Chien Chien, au théâtre de l'Atelier
Pour fêter le premier jour du mois d'octobre (excuse ^^), je me suis rendue au très beau théâtre de l'Atelier afin d'y voir Chien Chien, une pièce qui me semblait suffisamment originale et dérangeante pour valoir le déplacement.
Malheureusement, malgré dix jours de recul, je demeure toujours aussi perplexe en y repensant, incapable de réellement évaluer ma déception.
Pourtant l'intrigue a un potentiel certain. Dans une villa de rêve, située sur une île hyper-protégée et coupée du monde extérieur, à laquelle on accède par hélicoptère, deux femmes prennent l'apéritif tout en faisant connaissance d'une manière fort particulière. La maîtresse de maison, Linda, femme d'un grand patron, grande et belle blonde, souple, agile et perfide, qu'on sent prête à bondir sur sa proie à tout moment, ne fait rien pour mettre à l'aise son invitée, Léda, une petite binoclarde coincée, prof de maths et épouse du nouvel employé de l'entreprise. Dès le départ, les deux femmes se font face et il est très difficile de les imaginer devenir amies ou complices, bien au contraire. Le ton monte, les remarques et critiques se font acides, les masques tombent et les identités se révèlent. Linda et Léda ne sont finalement pas des inconnues mais deux amies d'enfance, Adèle et Léda, le vilain petit canard et la jolie petite peste, celle qui a souffert et attendu vingt ans de pouvoir prendre sa revanche, celle qui est passée à autre chose, trop occupée à gérer sa vie plus que moyenne et son mari chômeur dépressif.
La pièce se compose donc de deux parties, la première qui brouille les pistes en nous montrant les deux femmes tentant de faire connaissance selon les règles quelque peu tordues imposées par Linda, puis la seconde, qui commence avec la révélation de cette dernière à son invitée, annonçant alors un combat sans merci entre les deux anciennes amies. En effet, Linda, anciennement Adèle, est restée traumatisée par les jeux d'enfants auxquels son amie et elle s'adonnaient lorsqu'elles étaient petites filles, des jeux très particuliers qui consistaient principalement à s'humilier, se faire du mal et prendre l'ascendant l'une sur l'autre. Aujourd'hui, les rôles sont inversés : Linda est la femme du patron du mari faiblard de Léda. Pour autant, elle ne s'en satisfait pas, les souffrances de l'enfance étant trop violentes, trop profondes pour être si vite oubliées. L'argent et la condition sociale sont des choses secondaires qui ne suffisent pas à panser les blessures de Linda qui souhaite alors reprendre où elle était restée la partie de Chien-Chien commencée il y a vingt ans.
Chien-Chien, sur fond de chronique économico-sociale, aborde donc l'enfance, ses blessures, ses cicatrices qui peinent à se refermer, ses traumatismes qui marquent à vie, ses experiences bouleversantes qui peuvent guider et commander, bien des années plus tard, nos choix et objectifs d'adulte.
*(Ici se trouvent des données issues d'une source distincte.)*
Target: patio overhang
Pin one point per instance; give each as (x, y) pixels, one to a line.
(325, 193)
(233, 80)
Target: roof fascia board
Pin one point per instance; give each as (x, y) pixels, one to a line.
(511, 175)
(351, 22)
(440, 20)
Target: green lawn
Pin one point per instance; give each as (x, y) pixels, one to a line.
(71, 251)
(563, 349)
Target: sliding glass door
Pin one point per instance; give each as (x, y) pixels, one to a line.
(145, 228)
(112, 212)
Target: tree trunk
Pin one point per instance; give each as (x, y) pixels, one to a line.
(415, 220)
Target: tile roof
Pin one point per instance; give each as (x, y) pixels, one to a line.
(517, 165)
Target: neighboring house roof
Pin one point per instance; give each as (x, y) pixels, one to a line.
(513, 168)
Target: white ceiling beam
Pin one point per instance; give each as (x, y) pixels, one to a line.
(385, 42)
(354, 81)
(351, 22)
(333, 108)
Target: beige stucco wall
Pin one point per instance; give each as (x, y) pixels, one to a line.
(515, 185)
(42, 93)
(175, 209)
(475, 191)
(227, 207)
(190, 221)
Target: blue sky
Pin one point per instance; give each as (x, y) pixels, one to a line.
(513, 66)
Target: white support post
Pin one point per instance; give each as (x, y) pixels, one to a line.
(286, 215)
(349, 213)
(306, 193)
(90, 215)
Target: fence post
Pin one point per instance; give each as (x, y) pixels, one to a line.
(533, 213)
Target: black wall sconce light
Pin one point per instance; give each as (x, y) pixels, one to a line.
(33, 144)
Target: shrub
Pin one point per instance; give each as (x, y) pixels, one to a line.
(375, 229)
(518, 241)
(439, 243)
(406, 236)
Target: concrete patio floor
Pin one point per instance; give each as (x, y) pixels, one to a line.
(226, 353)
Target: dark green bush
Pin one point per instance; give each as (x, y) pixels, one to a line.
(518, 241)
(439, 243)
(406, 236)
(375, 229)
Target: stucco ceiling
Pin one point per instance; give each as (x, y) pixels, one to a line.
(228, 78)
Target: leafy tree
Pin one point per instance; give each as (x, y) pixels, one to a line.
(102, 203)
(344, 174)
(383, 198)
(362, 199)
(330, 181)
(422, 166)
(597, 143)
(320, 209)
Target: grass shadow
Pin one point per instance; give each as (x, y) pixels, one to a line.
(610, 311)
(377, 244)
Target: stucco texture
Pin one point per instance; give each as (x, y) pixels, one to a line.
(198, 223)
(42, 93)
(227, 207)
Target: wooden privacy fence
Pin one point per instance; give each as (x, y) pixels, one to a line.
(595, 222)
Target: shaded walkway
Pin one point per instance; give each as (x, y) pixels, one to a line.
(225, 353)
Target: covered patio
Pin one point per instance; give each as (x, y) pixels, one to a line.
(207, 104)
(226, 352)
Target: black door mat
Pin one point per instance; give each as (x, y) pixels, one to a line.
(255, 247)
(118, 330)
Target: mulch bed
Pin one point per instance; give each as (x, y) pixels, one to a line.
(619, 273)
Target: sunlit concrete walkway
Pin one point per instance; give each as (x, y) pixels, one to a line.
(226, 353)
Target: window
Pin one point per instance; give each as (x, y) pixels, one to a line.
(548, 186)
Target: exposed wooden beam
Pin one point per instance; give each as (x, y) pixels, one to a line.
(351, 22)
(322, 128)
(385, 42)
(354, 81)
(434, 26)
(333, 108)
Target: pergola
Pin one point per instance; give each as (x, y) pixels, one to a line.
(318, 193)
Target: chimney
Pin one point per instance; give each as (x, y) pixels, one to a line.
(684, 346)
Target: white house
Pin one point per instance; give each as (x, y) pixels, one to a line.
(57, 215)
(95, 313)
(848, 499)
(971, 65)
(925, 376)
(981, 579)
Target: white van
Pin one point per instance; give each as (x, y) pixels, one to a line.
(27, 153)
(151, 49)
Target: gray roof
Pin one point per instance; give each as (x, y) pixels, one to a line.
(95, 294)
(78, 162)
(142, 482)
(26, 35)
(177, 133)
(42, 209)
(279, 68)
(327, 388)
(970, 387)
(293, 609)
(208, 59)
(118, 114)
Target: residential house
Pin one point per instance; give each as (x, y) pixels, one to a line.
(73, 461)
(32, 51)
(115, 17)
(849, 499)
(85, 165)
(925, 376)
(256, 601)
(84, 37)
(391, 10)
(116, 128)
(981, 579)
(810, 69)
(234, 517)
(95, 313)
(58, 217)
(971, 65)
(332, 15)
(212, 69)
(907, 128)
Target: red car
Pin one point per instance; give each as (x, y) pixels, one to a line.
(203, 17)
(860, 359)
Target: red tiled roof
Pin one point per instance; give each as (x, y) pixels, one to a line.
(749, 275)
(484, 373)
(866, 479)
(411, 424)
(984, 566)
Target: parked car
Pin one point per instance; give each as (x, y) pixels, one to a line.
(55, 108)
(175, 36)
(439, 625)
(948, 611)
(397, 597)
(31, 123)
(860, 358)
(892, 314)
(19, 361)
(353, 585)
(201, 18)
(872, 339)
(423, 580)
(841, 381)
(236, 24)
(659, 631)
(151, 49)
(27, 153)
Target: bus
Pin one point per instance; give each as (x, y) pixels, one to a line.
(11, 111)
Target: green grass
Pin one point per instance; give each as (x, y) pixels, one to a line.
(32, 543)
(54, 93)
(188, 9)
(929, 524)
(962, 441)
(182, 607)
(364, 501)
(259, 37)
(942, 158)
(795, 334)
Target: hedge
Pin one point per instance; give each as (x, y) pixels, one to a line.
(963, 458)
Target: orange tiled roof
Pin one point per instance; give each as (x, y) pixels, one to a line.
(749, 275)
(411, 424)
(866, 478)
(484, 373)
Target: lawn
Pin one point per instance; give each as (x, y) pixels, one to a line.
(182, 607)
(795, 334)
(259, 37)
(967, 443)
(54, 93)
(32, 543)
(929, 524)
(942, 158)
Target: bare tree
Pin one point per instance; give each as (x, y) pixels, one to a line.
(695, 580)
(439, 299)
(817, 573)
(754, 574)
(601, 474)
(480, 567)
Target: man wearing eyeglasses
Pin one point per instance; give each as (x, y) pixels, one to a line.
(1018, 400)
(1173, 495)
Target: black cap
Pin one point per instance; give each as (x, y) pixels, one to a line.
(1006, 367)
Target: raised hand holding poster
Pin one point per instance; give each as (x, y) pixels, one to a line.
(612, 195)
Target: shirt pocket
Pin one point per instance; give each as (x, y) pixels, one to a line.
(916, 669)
Aussi, le personnage de Linda-Adèle m'a, dans une certaine mesure, touchée car j'ai été troublée par sa fragilité, elle qui semble pourtant si forte, si sûre d'elle au début de la pièce. Alice Taglioni, à la fois impressionnante par son charisme et fragile avec sa longue silhouette de danseuse,donne beaucoup de profondeur à son personnage qui peut être tout à la fois irritant, complexe et fascinant. L'ambiguité entre les deux femmes, les deux amies, est également intéressante à décrypter : leur relation est malsaine, le mal aise qui nait entre elles palpable, la tension qui monte intense.
Néanmoins, malgré un fond qui m'a semblé -dans un premier temps- plutot intéressant et pertinent, je n'ai pas du tout accroché au texte et au ton de la pièce, que j'ai trouvés assez vain et décevant, bavard et prétentieux, desservant alors une intrigue qui partait plutôt bien. J'ai rapidement eu l'impression de feuilleter "Les traumatismes pour les Nuls" tant le face-à-face entre les deux femmes, cinglant au départ, devenait au fil des révélations, pathétique et convenu. L'ensemble sonne alors très psycho de bas étage, plutôt creux et pompeux, faussement intello lorsqu'il se fait critique d'une société hiérarchisée, très parisien en somme.
Malgré des comédiennes impliquées et convaincantes, un décor très classe, agréable à regarder et une mise en scène fluide, vivante et bien pensée, je pense que ma déception est finalement assez grande.